Uzbay, "Ayrıca hem dünyada hem de ülkemizde diyabetle ilgili risk faktörleri artıyor. Türkiye'nin 2045'te diyabetle başı dertte olan ilk 10 ülke arasında yer alacağı öngörülüyor." dedi.

Uzbay, Dünya Sağlık Örgütü'nün ihtiyaç duyulan en etkili ve güvenli ilaçlar listesinde yer alan ve hastalar için hayati önem taşıyan insülin üretiminin bu açıdan da çok önemli olduğunun altını çizdi.

İnsülin üretiminin çoğunluğu domuz ve sığır pankreasından

Uzbay, insülinin çoğunlukla domuz ve sığır pankreasından üretildiğine dikkati çekerek, sözlerini şöyle sürdürdü:

"İnsülin üretim teknolojisi hızla gelişiyor. Rekombinant DNA teknolojisi ile biyosentetik insan insülinleri de üretilebiliyor. Projede hücreden itibaren yerli insülin üretiminin amaçlanması bu açıdan da çok kıymetli.

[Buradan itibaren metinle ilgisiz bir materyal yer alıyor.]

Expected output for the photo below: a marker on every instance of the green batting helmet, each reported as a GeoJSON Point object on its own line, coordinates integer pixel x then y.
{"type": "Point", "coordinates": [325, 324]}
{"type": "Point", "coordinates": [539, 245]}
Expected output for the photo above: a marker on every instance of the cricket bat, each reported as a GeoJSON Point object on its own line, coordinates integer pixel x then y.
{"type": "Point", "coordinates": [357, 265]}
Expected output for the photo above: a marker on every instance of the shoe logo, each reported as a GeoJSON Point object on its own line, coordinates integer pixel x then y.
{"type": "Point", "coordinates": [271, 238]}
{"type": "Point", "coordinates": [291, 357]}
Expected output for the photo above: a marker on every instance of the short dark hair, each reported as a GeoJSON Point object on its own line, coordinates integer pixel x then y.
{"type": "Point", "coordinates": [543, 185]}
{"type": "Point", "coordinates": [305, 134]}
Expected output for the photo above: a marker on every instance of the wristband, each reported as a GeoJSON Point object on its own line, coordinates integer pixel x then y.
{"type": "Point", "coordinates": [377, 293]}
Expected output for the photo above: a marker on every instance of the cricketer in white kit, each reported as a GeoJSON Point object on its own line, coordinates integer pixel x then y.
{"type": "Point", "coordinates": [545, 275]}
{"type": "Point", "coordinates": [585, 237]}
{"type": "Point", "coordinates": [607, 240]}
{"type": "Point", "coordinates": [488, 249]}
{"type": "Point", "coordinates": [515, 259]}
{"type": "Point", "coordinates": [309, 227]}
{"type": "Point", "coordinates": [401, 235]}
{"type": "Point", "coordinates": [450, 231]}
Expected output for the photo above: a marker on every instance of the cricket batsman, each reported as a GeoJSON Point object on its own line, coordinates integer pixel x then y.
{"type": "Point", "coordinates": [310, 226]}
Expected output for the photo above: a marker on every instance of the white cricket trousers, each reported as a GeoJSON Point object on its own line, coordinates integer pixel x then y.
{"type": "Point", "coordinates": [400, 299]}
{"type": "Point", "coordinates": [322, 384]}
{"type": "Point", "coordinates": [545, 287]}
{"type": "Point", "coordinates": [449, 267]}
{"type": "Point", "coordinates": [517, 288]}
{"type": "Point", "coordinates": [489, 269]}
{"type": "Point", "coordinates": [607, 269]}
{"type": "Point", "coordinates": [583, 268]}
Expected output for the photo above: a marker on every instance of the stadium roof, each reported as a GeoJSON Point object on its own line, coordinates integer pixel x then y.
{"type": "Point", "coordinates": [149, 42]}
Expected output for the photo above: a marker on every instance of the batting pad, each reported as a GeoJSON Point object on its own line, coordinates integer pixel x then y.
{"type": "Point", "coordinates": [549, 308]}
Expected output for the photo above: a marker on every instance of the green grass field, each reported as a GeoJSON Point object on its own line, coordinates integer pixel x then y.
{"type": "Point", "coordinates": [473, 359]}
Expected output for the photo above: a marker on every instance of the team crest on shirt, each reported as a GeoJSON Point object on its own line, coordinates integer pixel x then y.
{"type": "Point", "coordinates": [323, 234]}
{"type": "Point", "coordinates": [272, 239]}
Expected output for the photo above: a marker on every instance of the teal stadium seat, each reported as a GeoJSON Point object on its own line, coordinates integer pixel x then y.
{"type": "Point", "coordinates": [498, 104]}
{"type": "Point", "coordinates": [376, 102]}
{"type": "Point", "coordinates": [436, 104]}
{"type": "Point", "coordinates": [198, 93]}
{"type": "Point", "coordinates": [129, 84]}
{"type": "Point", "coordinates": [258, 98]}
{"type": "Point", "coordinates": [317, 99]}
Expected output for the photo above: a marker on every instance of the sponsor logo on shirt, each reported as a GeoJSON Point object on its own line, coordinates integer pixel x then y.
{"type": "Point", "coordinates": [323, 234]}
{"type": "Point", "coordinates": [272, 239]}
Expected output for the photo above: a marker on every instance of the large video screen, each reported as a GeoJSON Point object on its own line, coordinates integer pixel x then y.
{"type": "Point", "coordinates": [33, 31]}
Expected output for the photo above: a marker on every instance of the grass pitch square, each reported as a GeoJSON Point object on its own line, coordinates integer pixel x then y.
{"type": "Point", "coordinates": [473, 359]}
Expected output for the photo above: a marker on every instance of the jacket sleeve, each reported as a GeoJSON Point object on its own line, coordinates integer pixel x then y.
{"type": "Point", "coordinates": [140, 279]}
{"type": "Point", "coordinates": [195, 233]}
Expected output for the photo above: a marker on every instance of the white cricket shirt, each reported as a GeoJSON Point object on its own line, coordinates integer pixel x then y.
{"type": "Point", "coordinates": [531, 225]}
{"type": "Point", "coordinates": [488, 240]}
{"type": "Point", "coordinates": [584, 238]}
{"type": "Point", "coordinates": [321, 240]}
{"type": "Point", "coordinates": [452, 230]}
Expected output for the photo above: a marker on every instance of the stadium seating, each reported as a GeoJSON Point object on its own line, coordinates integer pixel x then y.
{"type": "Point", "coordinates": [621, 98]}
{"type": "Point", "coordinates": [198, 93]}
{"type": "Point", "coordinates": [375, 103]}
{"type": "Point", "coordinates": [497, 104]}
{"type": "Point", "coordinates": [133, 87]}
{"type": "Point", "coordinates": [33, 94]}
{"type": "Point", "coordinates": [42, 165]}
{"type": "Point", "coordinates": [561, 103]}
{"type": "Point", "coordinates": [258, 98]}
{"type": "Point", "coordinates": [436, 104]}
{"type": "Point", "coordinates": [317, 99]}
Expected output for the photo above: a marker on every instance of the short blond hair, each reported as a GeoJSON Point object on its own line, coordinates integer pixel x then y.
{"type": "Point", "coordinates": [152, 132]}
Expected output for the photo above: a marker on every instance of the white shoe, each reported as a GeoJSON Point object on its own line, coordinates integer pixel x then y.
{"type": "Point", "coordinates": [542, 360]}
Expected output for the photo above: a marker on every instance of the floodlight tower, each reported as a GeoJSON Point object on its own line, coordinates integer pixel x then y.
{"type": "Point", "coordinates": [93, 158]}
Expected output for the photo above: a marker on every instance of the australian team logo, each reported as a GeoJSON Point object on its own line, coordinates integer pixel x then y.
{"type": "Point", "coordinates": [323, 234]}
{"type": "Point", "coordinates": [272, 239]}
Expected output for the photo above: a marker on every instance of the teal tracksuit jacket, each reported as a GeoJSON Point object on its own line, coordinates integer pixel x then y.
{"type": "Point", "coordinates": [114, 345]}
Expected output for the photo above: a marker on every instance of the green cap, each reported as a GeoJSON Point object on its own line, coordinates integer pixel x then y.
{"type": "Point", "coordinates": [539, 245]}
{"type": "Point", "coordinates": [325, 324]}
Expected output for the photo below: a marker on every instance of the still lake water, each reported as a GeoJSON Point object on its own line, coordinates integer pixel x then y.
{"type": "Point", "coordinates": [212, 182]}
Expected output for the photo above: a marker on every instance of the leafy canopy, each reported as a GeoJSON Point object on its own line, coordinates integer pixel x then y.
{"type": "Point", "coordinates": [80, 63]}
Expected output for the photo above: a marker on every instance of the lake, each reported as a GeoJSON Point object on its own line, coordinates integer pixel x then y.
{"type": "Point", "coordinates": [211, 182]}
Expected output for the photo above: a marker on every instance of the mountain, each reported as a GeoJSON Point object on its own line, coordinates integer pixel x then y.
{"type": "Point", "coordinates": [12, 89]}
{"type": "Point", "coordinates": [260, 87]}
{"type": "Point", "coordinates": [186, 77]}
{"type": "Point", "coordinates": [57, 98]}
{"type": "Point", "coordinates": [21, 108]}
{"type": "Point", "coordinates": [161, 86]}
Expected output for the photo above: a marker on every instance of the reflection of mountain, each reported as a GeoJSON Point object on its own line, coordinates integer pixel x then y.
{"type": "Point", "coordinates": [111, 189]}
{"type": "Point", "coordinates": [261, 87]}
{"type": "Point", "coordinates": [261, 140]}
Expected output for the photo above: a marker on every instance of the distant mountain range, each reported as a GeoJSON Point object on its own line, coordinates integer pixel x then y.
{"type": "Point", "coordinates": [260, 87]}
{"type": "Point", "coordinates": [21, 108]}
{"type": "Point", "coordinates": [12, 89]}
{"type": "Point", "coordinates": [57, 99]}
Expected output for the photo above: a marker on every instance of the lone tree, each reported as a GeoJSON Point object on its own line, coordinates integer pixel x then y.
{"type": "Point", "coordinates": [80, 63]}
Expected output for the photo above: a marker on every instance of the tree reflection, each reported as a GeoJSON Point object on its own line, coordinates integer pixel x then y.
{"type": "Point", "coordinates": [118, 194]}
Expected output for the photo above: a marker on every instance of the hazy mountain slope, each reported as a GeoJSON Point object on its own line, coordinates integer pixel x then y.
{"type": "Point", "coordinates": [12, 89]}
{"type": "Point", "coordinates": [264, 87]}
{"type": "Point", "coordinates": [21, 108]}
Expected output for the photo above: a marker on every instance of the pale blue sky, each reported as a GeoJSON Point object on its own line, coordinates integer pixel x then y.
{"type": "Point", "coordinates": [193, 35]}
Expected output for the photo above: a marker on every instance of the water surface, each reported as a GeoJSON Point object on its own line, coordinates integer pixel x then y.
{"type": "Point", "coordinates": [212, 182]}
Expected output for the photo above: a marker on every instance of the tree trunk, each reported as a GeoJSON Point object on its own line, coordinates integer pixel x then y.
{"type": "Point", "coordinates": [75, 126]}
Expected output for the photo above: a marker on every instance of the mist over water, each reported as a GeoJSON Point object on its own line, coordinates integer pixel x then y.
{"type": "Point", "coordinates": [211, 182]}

Çünkü hücresel üretim aşamalarıyla daha etkili, insanın daha kolay tolere edebileceği fazla miktarda insülin üretmek mümkün olabilir. Bugünkü dünya teknolojisinde de bu tarz yöntemler daha fazla tercih ediliyor.

“Önemli bir harcama giderinin ülkemizde kalmasını sağlayacak”

Böylesine hayati önemi olan bir ilacın tamamen yerli bir sistem içerisinde üretilerek kendi ihtiyacımıza sunulması, önemli bir harcama giderinin ülkemizde kalmasını sağlayacak. Ayrıca yeterince kaliteli üretilebilmesi durumunda insülin, ithalat değeri de yüksek bir ürün. Ülkemizin kendi ihtiyacını karşılamanın ötesinde ekonomimize de ciddi katkı sağlayabiliriz. TİTCK'nin böyle bir duyuruya çıkarak endüstriyi motive etmesi ve bu projeleri değerlendirmeye almasını çok önemsiyorum. Bunu sadece insülin olarak düşünmemeliyiz. İyi bir altyapımız ve insan kaynağı profilimiz var. Dünyada geçerli birçok teknolojik yenilik ülkemizde de yapılabilir, yeter ki insan kaynağımızı ve bilimsel altyapımızı iyi değerlendirelim."